Thus, in Winternitz's Appeal, 40 Pa. 490 (1861), our Supreme Court found no difficulty in upholding the execution upon a refund owed by the sheriff when the money to pay the refund was only held pending its distribution to the judgment debtor. See also Sullivan v. Tinker, 140 Pa. 35 (1891). Thus, the exception developed that funds or property are not in custodia legis when the public purpose for which the funds were being held has been discharged. 7 C.J.S., Attachment § 88. As the Supreme Court stated in Weicht v. Automobile Banking Corp., 354 Pa. 433 (1946):
"The reason for the immunity of property in custodia legis is that to permit attachment or execution thereon by others would require a public officer to appear and defend a multitude of actions regarding the right to possession and would cause confusion and delay in the execution of legal process. Protection of the rule of custodia legis is removed when the purpose for which the property is held has been achieved . . . . [I]n this case nothing remained to be done except the manual delivery of the automobile, and that was not sufficient to prevent the . . . attachment." Id. at 434-35.
In cases where property or money is held by the Commonwealth, one of its subdivisions, or an agency thereof, and simply awaits distribution to a judgment debtor, the policy behind the doctrine of custodia legis is not frustrated by permitting garnishment.*fn3 Hence, the
[ 239 Pa. Super. Page 32]
doctrine should not apply. Ostroff v. Yaslyk, 204 Pa. Superior Ct. 66 (1964), rev'd on other grounds, 419 Pa. 183 (1965).
In the instant case, the lower court sought to harmonize its result with the Weicht Case by explaining that herein plaintiff sought to attach a general treasury fund into which many accounts are routinely commingled. At this stage of the proceedings, however, no such attachment is possible, and the lower court's rationale tends to blur a fine distinction between attachment and garnishment.
Garnishment is a proceeding wherein the judgment creditor seeks to determine whether the garnishee owes a debt to the judgment debtor, or has property of the judgment debtor in his possession.*fn4 The garnishment proceeding starts with service upon the garnishee of a writ of execution and interrogatories. The object of the interrogatories is to determine whether the suspected debt exists.*fn5 The judgment previously obtained by the judgment creditor works an equitable assignment of the debt owed to the judgment debtor to the extent necessary to satisfy the judgment;*fn6 and, the judgment creditor stands in the same position vis a vis the garnishee as would the judgment debtor.*fn7 After the garnishment, the only obligations upon the garnishee are to answer the interrogatories and to notify the judgment debtor, by registered or certified mail at his last known address, of the impending garnishment proceedings.*fn8 This having been done, the garnishee need only await the court's
[ 239 Pa.
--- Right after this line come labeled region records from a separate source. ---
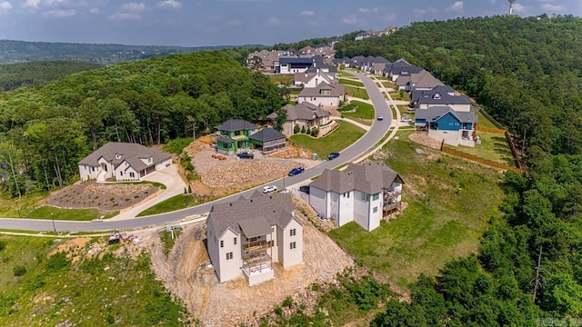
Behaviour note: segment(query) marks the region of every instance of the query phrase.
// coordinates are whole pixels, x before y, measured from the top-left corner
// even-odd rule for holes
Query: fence
[[[465,154],[462,153],[460,151],[449,148],[448,146],[443,144],[441,145],[441,151],[446,153],[446,154],[449,154],[452,155],[456,155],[456,156],[459,156],[461,158],[465,158],[470,161],[474,161],[479,164],[483,164],[485,165],[488,165],[490,167],[495,167],[495,168],[499,168],[499,169],[503,169],[503,170],[512,170],[514,172],[517,172],[517,173],[521,173],[521,169],[520,168],[516,168],[505,164],[501,164],[501,163],[497,163],[497,162],[494,162],[488,159],[484,159],[481,158],[479,156],[477,155],[473,155],[473,154]]]

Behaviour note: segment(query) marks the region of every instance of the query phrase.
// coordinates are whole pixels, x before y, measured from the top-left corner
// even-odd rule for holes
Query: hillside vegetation
[[[10,91],[20,86],[44,85],[75,73],[100,67],[94,64],[58,61],[0,64],[0,90]]]
[[[519,137],[528,167],[506,173],[505,215],[491,220],[478,253],[421,275],[411,302],[389,302],[372,326],[557,325],[582,316],[581,35],[577,17],[495,16],[414,23],[336,45],[336,56],[404,57],[466,92]]]
[[[162,144],[209,133],[229,118],[256,122],[280,112],[280,88],[241,65],[245,55],[155,57],[0,94],[5,188],[19,196],[66,184],[77,163],[109,141]]]

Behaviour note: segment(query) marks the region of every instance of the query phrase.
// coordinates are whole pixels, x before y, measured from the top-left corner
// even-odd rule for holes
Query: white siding
[[[316,187],[309,187],[309,204],[319,213],[327,218],[327,192]]]

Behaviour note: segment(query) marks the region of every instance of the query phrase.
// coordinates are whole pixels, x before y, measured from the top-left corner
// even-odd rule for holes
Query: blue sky
[[[504,15],[507,0],[0,0],[0,37],[157,45],[273,45],[416,21]],[[582,0],[517,0],[514,15],[582,15]]]

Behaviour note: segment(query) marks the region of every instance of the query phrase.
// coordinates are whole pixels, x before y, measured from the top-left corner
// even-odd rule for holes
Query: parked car
[[[275,192],[276,190],[278,190],[278,189],[275,185],[266,185],[266,186],[263,187],[263,193],[266,193],[266,194],[267,193]]]
[[[331,153],[327,155],[327,160],[334,160],[339,156],[339,153]]]
[[[293,168],[291,170],[291,172],[289,172],[289,176],[295,176],[295,175],[299,174],[299,173],[303,173],[305,171],[306,171],[306,169],[303,168],[303,167]]]
[[[249,153],[240,153],[236,154],[237,157],[241,159],[254,159],[255,154]]]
Super. Page 33]
determination of to whom the debt should be paid. No attachment of any fund will be necessary unless the garnishee refuses to repay the debt, in which case the judgment creditor may execute on the garnishment "judgment" just as the judgment debtor might have done if he had obtained the judgment against his debtor, the garnishee herein.*fn9 Hence, the question of commingling of accounts, at least at this stage of the proceedings, is irrelevant.
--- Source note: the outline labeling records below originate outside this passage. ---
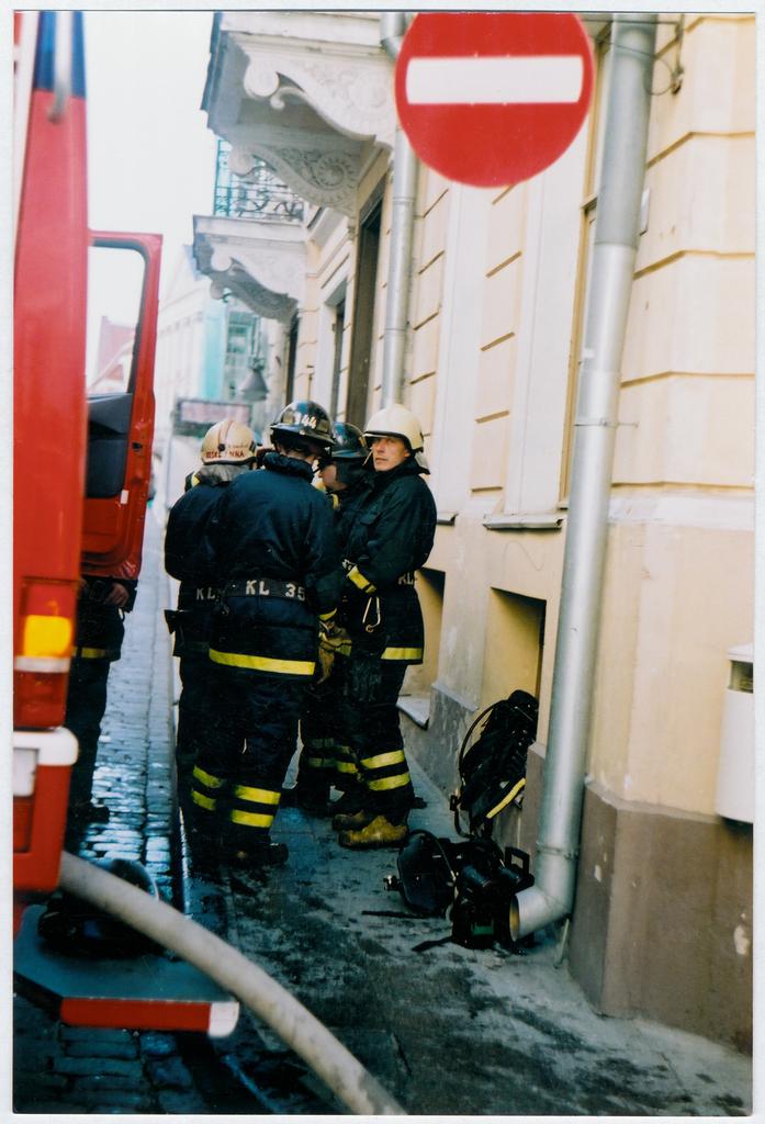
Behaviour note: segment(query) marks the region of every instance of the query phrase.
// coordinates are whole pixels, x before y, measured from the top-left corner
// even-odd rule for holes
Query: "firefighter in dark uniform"
[[[338,623],[350,654],[338,649],[341,733],[361,782],[358,812],[333,825],[347,847],[398,846],[408,835],[413,789],[401,736],[398,698],[410,664],[421,663],[422,613],[415,571],[425,564],[436,531],[436,504],[419,422],[404,406],[375,414],[364,436],[374,480],[344,545],[346,570]]]
[[[109,808],[92,803],[93,773],[107,708],[109,669],[121,655],[125,614],[135,605],[137,586],[129,578],[84,574],[81,579],[64,717],[79,746],[69,798],[69,819],[75,826],[109,819]]]
[[[208,526],[220,587],[210,633],[218,717],[192,774],[198,828],[222,827],[229,860],[254,868],[286,861],[268,833],[343,580],[331,505],[312,486],[329,417],[317,402],[292,402],[271,436],[263,469],[226,489]]]
[[[319,460],[321,486],[333,499],[340,551],[359,508],[372,489],[374,470],[367,464],[370,448],[361,429],[348,422],[335,422],[335,439]],[[341,642],[340,642],[341,643]],[[293,789],[285,790],[289,803],[316,815],[331,815],[343,807],[329,804],[333,787],[347,791],[356,787],[356,764],[339,737],[338,677],[333,674],[337,644],[325,640],[321,663],[307,695],[300,718],[302,750]],[[339,805],[340,801],[336,801]]]
[[[215,697],[210,691],[209,635],[217,589],[206,580],[204,528],[225,488],[255,463],[253,430],[233,418],[208,429],[201,447],[202,466],[186,478],[186,491],[173,505],[165,532],[165,569],[180,582],[177,609],[165,613],[180,658],[175,761],[185,781],[200,742],[208,736]]]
Of course, we do not suggest that the Commonwealth need always be susceptible to garnishment, even in situations where the public purpose for which funds are being held has been served. See, e.g., Ostroff v. Yaslyk, 419 Pa. 183 (1965). The rules governing attachment execution contemplate some forms of immunity. Pa. R.C.P. 1276 (c). We hold only that the protection of custodia legis is not available when the government has achieved the purpose for which the funds are being held, and nothing remains to be done except the return of the fund to the judgment debtor. This is such a case.
Order of the lower court is reversed and the case remanded with a procedendo.
Order reversed and case remanded with a procedendo.
[ 239 Pa. Super. Page 34]
Dissenting Opinion by Price, J.:
Because I believe the majority further erodes the doctrine of Custodia Legis and because I, like the lower court, do not under this doctrine perceive the fine distinction between attachment and garnishment, I respectfully dissent.
In Ostroff v. Yaslyk, 204 Pa. Superior Ct. 66, 203 A.2d 347 (1964), it is clear that at the time of the action the funds involved were in the hands of the administratrix and on deposit in a Philadelphia bank. The Commonwealth was merely a prospective custodian of the fund. We also held that since the Commonwealth would never be more than a custodian and never would have a proprietary interest in that fund, there would be no involuntary annoyance. Such are not the facts of this case and, therefore, do not, to my view, form a basis for the majority's position.
In Weicht v. Automobile Banking Corporation, 354 Pa. 433, 47 A.2d 705 (1946), I do not find a weakening of the doctrine as announced in Bulkley v. Eckert, 3 Pa. 368 (1846), and believe the doctrine of Custodia Legis as enunciated in Bulkley, supra, to still be the present law of this Commonwealth so long as the funds, as in the present case, are held in common with other funds. It seems to me that the distinction between unsegregated funds and a specific item of personal property, to-wit, an automobile, in and of itself supports the distinction. Indeed, we have ourselves recognized that distinction in our discussion of the Weicht case in Ostroff, supra at p. 70.
The majority also complains of a blurring of the fine distinction between garnishment and attachment. I agree with the detailed references to the distinctions. I do not, however, believe that they make the slightest difference to the proper outcome of this case nor to the application of the doctrine of Custodia Legis. And this is particularly so under the posture of this appeal, concerned as it is with actual execution.
[ 239 Pa. Super. Page 35]
I would, therefore, hold that the funds here in dispute are subject to the protection of Custodia Legis, and would affirm the order of the lower court which sustained appellees' preliminary objections and quashed the writ of execution as it affected appellees.